Behind everything a Knight does is the vision of our founder, Venerable Michael McGivney, and the mission he left us as Catholic men united in faith. This holy and heroic parish priest founded the Order with a group of laymen in the basement of St. Mary’s Church in New Haven, CT, the city where the Order’s headquarters remains. Today, we ask for his intercession, pray for his canonization, and live out in our lives the principles he left us as Knights:
First Degree – new Knights start as First Degree Knights exemplifying Charity. This principle is the basis of all we do as Knights and as Catholics. “And now there remain faith, hope and charity (these three)”, writes St. Paul, “but the greatest of these is charity.”
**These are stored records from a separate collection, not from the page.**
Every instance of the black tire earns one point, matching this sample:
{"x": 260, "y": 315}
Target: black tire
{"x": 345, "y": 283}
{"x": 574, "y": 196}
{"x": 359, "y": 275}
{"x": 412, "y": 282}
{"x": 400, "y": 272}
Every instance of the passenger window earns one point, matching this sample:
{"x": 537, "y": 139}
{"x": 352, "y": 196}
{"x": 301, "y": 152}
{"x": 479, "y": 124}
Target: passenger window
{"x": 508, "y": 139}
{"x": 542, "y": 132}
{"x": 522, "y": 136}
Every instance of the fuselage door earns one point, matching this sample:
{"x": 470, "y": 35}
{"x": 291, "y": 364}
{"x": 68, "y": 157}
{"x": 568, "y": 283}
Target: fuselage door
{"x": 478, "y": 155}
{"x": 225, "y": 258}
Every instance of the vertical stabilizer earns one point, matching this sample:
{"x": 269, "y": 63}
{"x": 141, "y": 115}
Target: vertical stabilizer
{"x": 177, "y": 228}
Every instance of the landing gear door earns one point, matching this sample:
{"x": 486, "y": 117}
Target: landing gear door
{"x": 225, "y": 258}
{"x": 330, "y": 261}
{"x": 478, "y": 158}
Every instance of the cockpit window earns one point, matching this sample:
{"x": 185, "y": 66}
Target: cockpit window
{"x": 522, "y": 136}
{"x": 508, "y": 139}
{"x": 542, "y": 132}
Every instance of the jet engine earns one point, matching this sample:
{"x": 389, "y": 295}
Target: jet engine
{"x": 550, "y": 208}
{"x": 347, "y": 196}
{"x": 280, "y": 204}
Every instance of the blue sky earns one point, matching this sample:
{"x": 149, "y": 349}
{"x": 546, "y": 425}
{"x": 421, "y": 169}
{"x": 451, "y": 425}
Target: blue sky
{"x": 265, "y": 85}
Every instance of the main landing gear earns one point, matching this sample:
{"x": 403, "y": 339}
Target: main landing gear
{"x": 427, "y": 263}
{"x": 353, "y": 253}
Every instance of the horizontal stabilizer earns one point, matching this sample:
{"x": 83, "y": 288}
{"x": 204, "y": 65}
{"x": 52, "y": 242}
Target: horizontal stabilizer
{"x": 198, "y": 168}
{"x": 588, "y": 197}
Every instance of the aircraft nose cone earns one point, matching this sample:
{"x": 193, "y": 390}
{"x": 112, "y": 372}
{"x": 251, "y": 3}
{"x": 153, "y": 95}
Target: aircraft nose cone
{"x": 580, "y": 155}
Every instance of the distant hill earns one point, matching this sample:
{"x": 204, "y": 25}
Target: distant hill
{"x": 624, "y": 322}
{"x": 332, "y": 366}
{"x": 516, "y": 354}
Second Degree – exemplifies Unity. None of us is as good as all of us. United as brother Knights, our efforts in support of the Catholic Chirch and our fellow men are focused and multiplied. Nearly two million Catholic men and their families can do tremendous good. United as Knights of Columbus, our efforts have resulted in well over $1 billion in charitable contributions over the last decade.
Third Degree – exemplifies Fraternity. Venerable Michael McGivney founded the Knights of Columbus, in large part, to provide assistance to the widows and children left behind when the family breadwinner died; often prematurely. The Order’s top-rated insurance program continues to this tradition today, as do individual knights, who give millions of hours yearly to assist sick and disabled members and their families. In the Knights of Columbus, we watch out for and take care of one another
Fourth Degree – after taking their third degree, knights are eligible to receive their fourth degree, the primary purpose of which is to foster the spirit of patriotism and to encourage active Catholic citizenship. Fourth degree members, in addition to being members of their individual councils, are also members of Fourth Degree assemblies which typically comprise members of several councils.
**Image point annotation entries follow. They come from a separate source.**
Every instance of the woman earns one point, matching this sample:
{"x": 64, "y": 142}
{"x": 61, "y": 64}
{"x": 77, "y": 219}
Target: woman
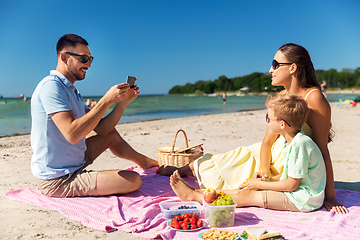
{"x": 291, "y": 68}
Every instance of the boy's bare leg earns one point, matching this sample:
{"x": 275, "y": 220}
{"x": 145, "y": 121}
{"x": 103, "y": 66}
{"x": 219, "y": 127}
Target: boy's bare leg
{"x": 182, "y": 189}
{"x": 117, "y": 181}
{"x": 187, "y": 170}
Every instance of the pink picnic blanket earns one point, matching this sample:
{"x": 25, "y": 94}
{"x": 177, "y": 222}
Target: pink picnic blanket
{"x": 139, "y": 213}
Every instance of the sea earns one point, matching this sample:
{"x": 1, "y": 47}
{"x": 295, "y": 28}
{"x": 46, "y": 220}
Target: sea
{"x": 15, "y": 116}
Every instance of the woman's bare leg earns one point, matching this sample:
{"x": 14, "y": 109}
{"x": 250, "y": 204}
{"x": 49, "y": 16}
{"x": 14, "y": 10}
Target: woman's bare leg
{"x": 187, "y": 170}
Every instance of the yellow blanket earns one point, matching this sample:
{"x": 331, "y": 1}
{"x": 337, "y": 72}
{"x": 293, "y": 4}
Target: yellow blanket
{"x": 231, "y": 169}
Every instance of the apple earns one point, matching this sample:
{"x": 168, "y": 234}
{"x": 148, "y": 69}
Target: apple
{"x": 210, "y": 195}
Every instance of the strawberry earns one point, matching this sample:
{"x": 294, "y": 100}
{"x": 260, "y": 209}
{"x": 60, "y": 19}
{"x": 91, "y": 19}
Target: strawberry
{"x": 199, "y": 223}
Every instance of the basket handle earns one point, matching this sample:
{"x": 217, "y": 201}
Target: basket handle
{"x": 174, "y": 140}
Fewer than 18% of Knights join the Fourth Degree, which is optional, and whose members are referred to as “Sir Knight”. Any Third Degree Knight is eligible to join the Fourth Degree.
Fourth Degree Knights may optionally purchase and wear the full regalia and join an assembly’s Color Corps. The Color Corps is the most visible arm of the Knights, as they are often seen in parades and other local events wearing their colorful regalia. Official dress for the Color Corps is a black tuxedo, baldric, white gloves, cape, and naval chapeau. In warm climates and during warm months, a white dinner jacket may be worn, if done as a unit.
Baldrics are worn from the right shoulder to left hip and are color specific by nation. In the United States, Panama, and the Philippines, baldrics are red, white, and blue. Red and white baldrics are used in Canada and Poland; red, white, and green in Mexico; and blue and white in Guatemala.Service baldrics include a scabbard for a sword and are worn over the coat while social baldrics are worn under the coat.
The colors on a Fourth Degree Knight’s cape and chapeau denote the office he holds within the Degree. Faithful Navigators and Past Faithful Navigators are permitted to carry a white handled silver sword. Masters and Vice Supreme Masters, as well as Former Masters and Former Vice Supreme Masters, are also denoted by their gold swords.